Unless you’re one of the two dozen people who’ve known about these plans since January, this announcement might be coming as a total surprise (especially if you’re one of the writers whose debut piece only went up in the last few weeks; trust me when I say that it’s been as privately awkward for me as it probably is for you right now). After all, these last several months have been some of the site’s strongest, which I’ll attribute to Murphy’s Law more than anything else. It might seem weird to walk away from it when things are going so well, but I also heard once that the best time to leave a party is when you’re having the most fun, before there’s an awkward lull and the fun people leave and your friend’s second cousin starts puking. To translate that to the current context, it makes the most sense to me to walk away when things are really good, when Sarah Paulson just responded to a piece last week and page views have only ever increased and no contributor has ever gone unpaid (or been paid super late, or been paid a reduced rate, etc.).   
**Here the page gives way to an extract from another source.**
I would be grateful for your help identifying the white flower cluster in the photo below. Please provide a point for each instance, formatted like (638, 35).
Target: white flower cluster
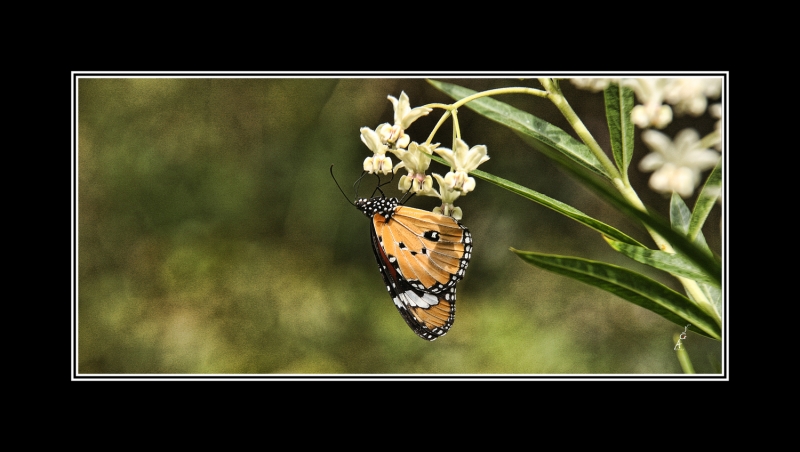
(677, 164)
(416, 158)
I know that the site has come to mean a lot to some people, and so my initial announcement wasn’t universally well-received. (That’s also part of why I’m going so ham on this last Editor’s Note.) I totally get it. It’s hard out there for young writers and freelancers, and I’m aware that I’m now responsible for yet another (modestly) paying site closing its doors. However, there are two things that I see as unequivocally good. One is that quite a few similarly-focused sites, startups, zines, and podcasts have popped up since we first did; it seems like there’s a new one every month. The second, and it’s actually related, is that there’s far more interest in getting marginalized groups into film criticism than there was when we launched. The cause has a lot more momentum now, partly due to the research studies that have confirmed the (still pretty dismal) numbers and partly due to the prominent voices (i.e. Brie Larson and Jessica Chastain) who’ve brought increased attention to it.  
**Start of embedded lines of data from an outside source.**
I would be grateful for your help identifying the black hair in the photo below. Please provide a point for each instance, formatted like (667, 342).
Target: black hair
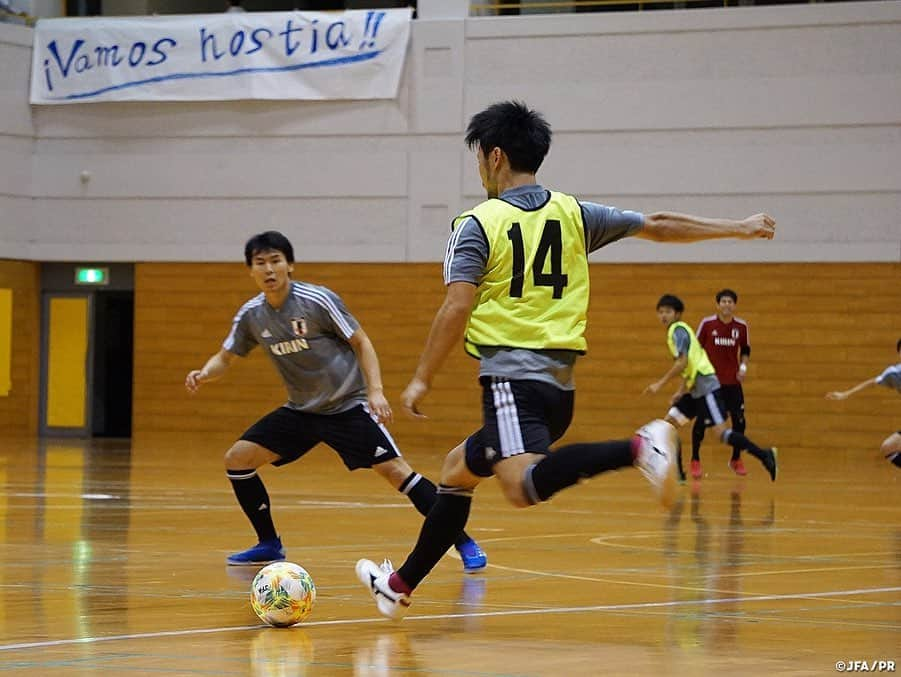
(268, 241)
(670, 301)
(726, 292)
(523, 134)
When Quinn Rockliff, this month’s cover artist (who also designed our very first cover two and a half years ago! I love a bookend!) sent over her ideas for the theme of “Change,” I immediately fell in love with the one that you’ll see below. From the little flags to the upward and downward slopes, it sort of sums up everything that is being a young person who writes online. Reel Honey was conceived (sorry) as a sort of checkpoint for writers on the way to something bigger and better, and, as I’ve mentioned, so many contributors have moved on to bigger and better things. I re-read my very first Editor’s Note to write this, and it appears that I said, “There’s a huge, untapped talent pool of writers my age who don’t know where or how to start. And honestly, if this project inspires a single one of them to pursue film journalism or criticism professionally, I’ll be more than satisfied.” That sort of thing’s hard to measure, so you’ll have to let me know.

We’ll be operating at 100% until the 22nd of June, to be clear, when I’ll post my official “goodbye for now” messages. Until then, we have eight pieces for you to read throughout the month on the theme of “Change.” I’ve edited the first batch so far; they’re wonderful and I hope you’ll follow along with the issue. I’ve been a ball of nerves for months about this day, and haven’t really looked anyone in the eye in a week, but I hope that I’ve explained myself well. If you have any questions at all—if you have a highlight that I don’t know about or didn’t acknowledge, if you’ve never written for the site but have read it religiously, if you have a favourite piece—please get in touch. It would mean a lot to me.   

Sincerely,

Sydney Urbanek

Founder & Editor-in-Chief, Reel Honey

About the cover: Quinn Rockliff is an interdisciplinary feminist artist. Her subject matter largely consists of nude self-portraits that contemplate sexuality and reclamation through self-representation. Recently completing a Masters of Fine Arts at OCADu, her thesis work explores the way that as a survivor of sexual assault, social media can be used as a healing tool, unpacking the precarity of the boundary between virtual and physical embodiment. First working in simple yet dynamic expressions of form in ink and watercolour, her practice has expanded off the page to sculpture, installation art, tattoo design, and various digital mediums.